Tatsuya Nakadai est extraordinaire/fascinant/magnifique dans le rôle de Kaji, un humaniste japonais embarqué malgré lui dans l'horreur de la guerre opposant japonais, chinois et soviétiques à travers la Mandchourie. Son interprétation tire clairement le(s) film(s) vers le haut puisque tout l’intérêt de la Condition de l'Homme réside dans l'affrontement entre les convictions de Kaji et l'absurdité de l'humanité symbolisée par une armée de second rôles globalement très bons. Ce n'est pas très joyeux, Kaji va de désillusion en désillusion. On est face à sa détresse comme lui face à la situation : impuissant. Et pourtant il se bat. Les événements s'enchainent et on continue d’espérer pour lui tout en sachant comment ça va se terminer. Pour survire il abandonne une à une ces convictions. Mais comment ne pas choisir la mauvaise solution quand on a le choix qu'entre de mauvaises solutions ? Lui ce grand idéaliste devient assassin et voleur. Pour terminer la longue marche entreprise au début du troisième film il ne lui reste plus qu'un seul moteur, l'amour de sa femme.
On présente souvent le découpage comme cela : un film avant la guerre, un pendant et un après. C'est selon moi une grosse erreur. La guerre est omniprésente, seule la position de Kaji change : tour à tour dominant, combattant et dominé.
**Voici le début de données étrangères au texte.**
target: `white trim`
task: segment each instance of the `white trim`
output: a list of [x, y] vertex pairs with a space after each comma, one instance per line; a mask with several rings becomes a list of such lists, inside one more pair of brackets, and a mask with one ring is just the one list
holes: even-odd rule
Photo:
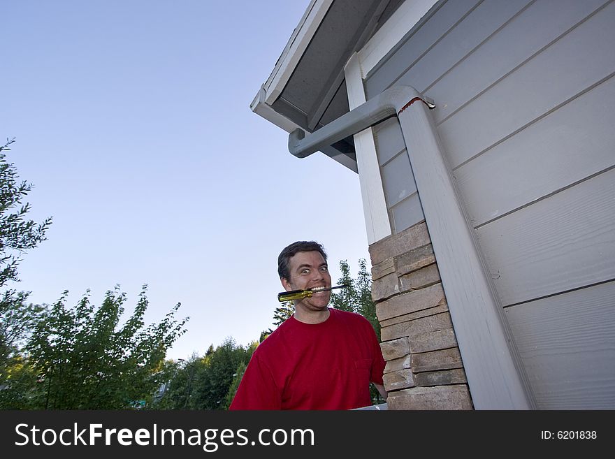
[[[356, 53], [353, 54], [348, 60], [344, 68], [344, 73], [348, 92], [348, 105], [350, 110], [353, 110], [366, 101], [363, 75]], [[391, 233], [386, 201], [382, 189], [380, 166], [376, 154], [376, 144], [371, 128], [354, 135], [354, 150], [368, 243], [371, 245]]]
[[265, 83], [265, 102], [272, 105], [282, 93], [333, 0], [312, 0]]
[[437, 1], [406, 0], [400, 6], [361, 50], [359, 59], [365, 75], [399, 43]]
[[428, 109], [398, 115], [476, 409], [536, 405]]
Le film est très critique vis à vis de l'impérialisme japonais, ce qui est à saluer quand on voit la date de sortie des différentes parties, mais le message délivré par Kobayashi est on ne peut plus universel. L'histoire pourrait très bien se dérouler sur un autre continent à un autre siècle, malheureusement. Si le message est universel c'est aussi parce que Kobayashi ne fait que poser des questions auxquelles Kaji ne sait pas répondre.
Pour terminer, un léger point négatif : le bruit de certaines armes. Bizarrement les différentes fusillades n'ont pas dû avoir le même bruiteur, certaines font un peu cheap. Mais rien de bien méchant. D'ailleurs la réalisation de Kobayashi est excellente, si elle sublime certaines scènes elle sait aussi s’effacer lorsque le propos est assez important pour ne pas être souligné quinze fois.